Anyway, update on my life. My drinking really peaked in May-August after we bought a big fixer upper here in Florida. I would bust my ass from 7:00AM until 11:00PM all my days off, and would drink heavily from about 5:00PM until bed. I had a really "bad trip" one night after drinking my normal half pint vodka straight on an empty stomach, followed by an "extra strength" Four Loko (not realizing four lokos are equivalent to 5 drinks). I went temporarily insane. I had a hallucinatory conversation with my wife about my drinking and then got very paranoid -- I stumbled like a zombie over to an empty house in the neighborhood and then just sat on the ground by the pool for a few hours. It was pretty scary (and absurd).
Over the next few weeks, my wife got more confrontational about my drinking -- at least by her standards. Asking me things like, "So, what's going on with your drinking?" We've continued to have marriage problems (which aren't directly related to alcohol, but definitely aren't helped by it). As far as drinking goes, I told her a few weeks ago that I wanted to stop because nothing good comes from it. This was after yet another emotional fight we had about her constantly refusing sex and affection (again, not related to alcohol as it happened when I was sober, too; just that I don't get emotional when I'm sober). I did a few alcohol free nights (enjoyed them as always), but have mostly returned to my drinking baseline, which is secretly chugging a half pint of vodka on an empty stomach and then drinking 1-2 beers in front of her, maybe some more secret vodka, and maybe 1/2 a secret Four Loko. This is definitely enough for me to have my recurring memory lapses, avoidance behavior (i.e. not talking to my kids, not affectionate to my wife, doing "alone" things like hanging out at the pier by myself), complete lack of productivity, and erectile dysfunction during my thrice a month duty-booty.
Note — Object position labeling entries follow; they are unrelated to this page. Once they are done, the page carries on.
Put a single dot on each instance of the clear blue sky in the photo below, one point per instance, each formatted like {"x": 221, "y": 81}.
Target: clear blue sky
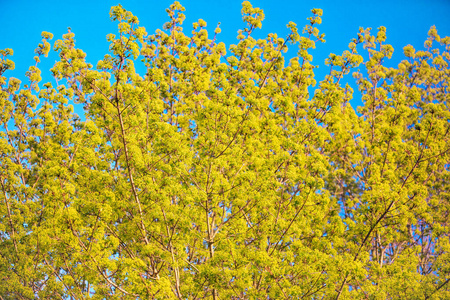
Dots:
{"x": 407, "y": 22}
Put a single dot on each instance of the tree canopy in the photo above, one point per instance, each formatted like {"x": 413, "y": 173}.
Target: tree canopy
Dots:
{"x": 226, "y": 172}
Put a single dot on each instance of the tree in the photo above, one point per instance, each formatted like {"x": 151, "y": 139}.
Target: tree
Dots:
{"x": 225, "y": 173}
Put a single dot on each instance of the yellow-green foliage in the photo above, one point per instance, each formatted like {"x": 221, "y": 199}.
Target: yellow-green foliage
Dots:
{"x": 225, "y": 172}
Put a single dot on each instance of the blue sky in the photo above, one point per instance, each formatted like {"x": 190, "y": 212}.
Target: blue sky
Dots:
{"x": 407, "y": 22}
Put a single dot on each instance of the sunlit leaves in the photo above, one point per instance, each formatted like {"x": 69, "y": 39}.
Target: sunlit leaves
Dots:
{"x": 225, "y": 171}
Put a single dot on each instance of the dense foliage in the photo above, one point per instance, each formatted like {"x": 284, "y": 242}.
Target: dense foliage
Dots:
{"x": 226, "y": 172}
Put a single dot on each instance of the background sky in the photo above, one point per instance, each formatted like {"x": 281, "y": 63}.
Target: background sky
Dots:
{"x": 407, "y": 22}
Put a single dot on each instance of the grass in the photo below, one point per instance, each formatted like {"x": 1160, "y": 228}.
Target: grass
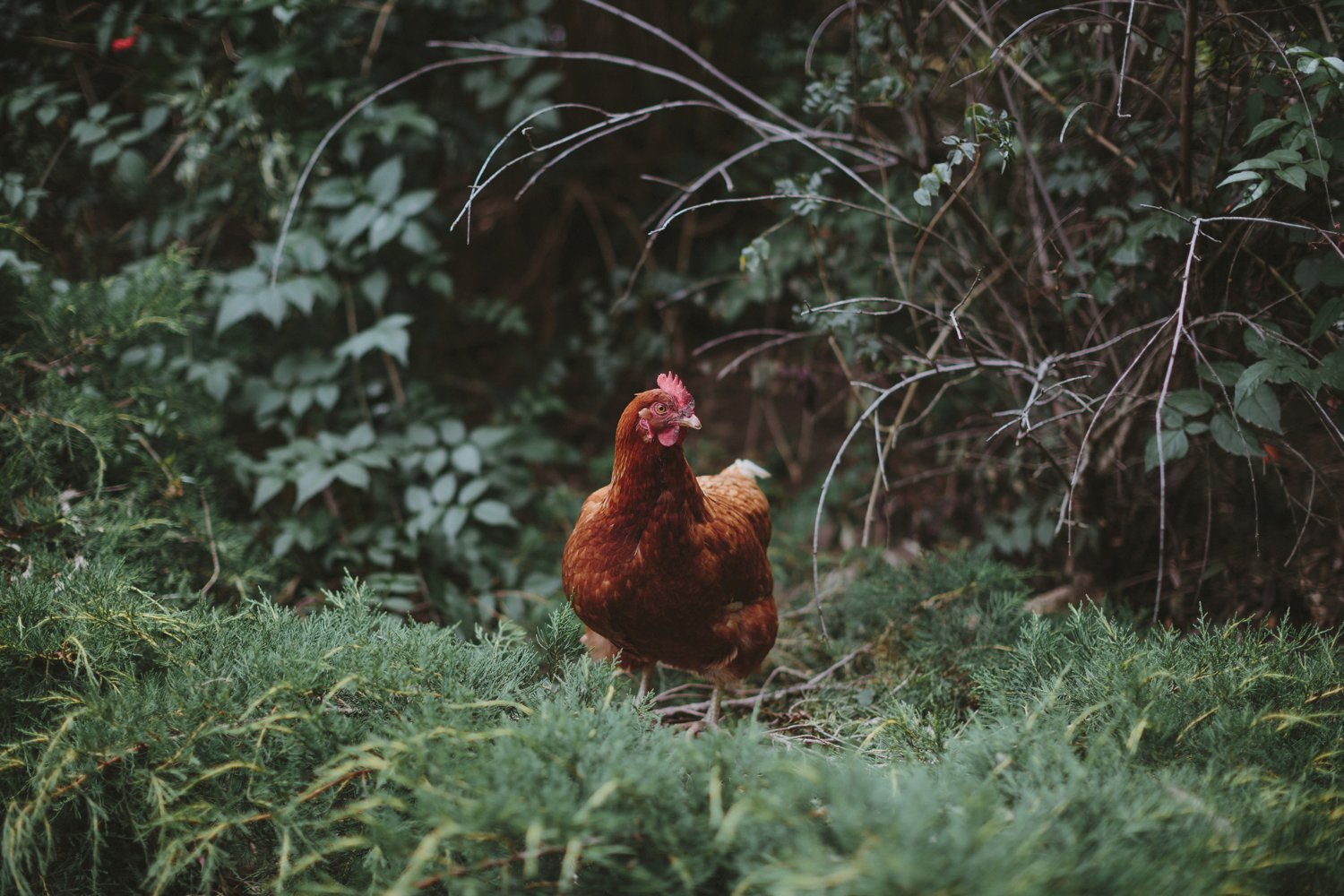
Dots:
{"x": 978, "y": 750}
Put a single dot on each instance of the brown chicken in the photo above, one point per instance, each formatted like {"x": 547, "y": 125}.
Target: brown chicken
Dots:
{"x": 668, "y": 567}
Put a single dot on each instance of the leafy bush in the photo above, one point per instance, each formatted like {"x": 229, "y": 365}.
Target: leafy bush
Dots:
{"x": 109, "y": 445}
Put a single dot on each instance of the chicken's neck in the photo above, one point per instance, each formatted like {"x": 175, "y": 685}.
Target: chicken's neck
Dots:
{"x": 648, "y": 478}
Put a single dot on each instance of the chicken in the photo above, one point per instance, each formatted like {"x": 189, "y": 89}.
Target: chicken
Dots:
{"x": 668, "y": 567}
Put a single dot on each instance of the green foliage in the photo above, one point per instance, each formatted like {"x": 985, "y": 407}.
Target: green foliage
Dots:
{"x": 109, "y": 445}
{"x": 346, "y": 751}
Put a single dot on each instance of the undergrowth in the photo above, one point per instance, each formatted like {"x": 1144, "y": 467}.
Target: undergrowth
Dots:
{"x": 187, "y": 750}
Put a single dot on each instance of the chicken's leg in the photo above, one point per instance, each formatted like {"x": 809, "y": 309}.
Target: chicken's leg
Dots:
{"x": 711, "y": 716}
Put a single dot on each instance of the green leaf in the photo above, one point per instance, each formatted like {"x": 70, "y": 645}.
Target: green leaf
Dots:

My plan is to take my 14 pills, chop about three of them into half, and force myself to do the Nal+1 Hour+Alcohol for at least 10 sessions before I try to go alcohol free again. As I've said before, the difference between being a frequent drinker and a non-drinker is more like a wispy curtain than a wall. It's a very subtle feeling that one experiences while cured, but it's just enough that it isn't a struggle to not-drink. I remember the feeling well, I just can't get myself back to it without Naltrexone.
My motivation to stop is, first, so I can regain some productivity and reclaim the absolute pleasure I get out of life without alcohol. I'm working on getting licensed in another health care area (I'm an emergency RN now), but can't get anything done because of the drinking. Working out again has boosted my testosterone which has made me much more motivated in general, so that's been a factor. Also, and it may sound sad, but I'm working towards an eventual divorce in a little as 1.5 years (we're definitely staying together "for the kids," but that's getting less and less necessary each year). We have our 25th coming up this summer. I just want to make sure that I don't make such a monumental decision when I'm not at my best self. I also want to make sure that she will be in a better position to make it on her own, as she will likely never re-partner with somebody and doesn't make that much money. From my experience, being sober makes me much more affectionate and present. For example, I never "hold" her at night when we go to bed if I'm drunk (a) I don't want her to smell the booze, and (b) I just want to sleep. We don't talk much when I'm drunk because I don't want to slur (ah, the life of a secret drinker).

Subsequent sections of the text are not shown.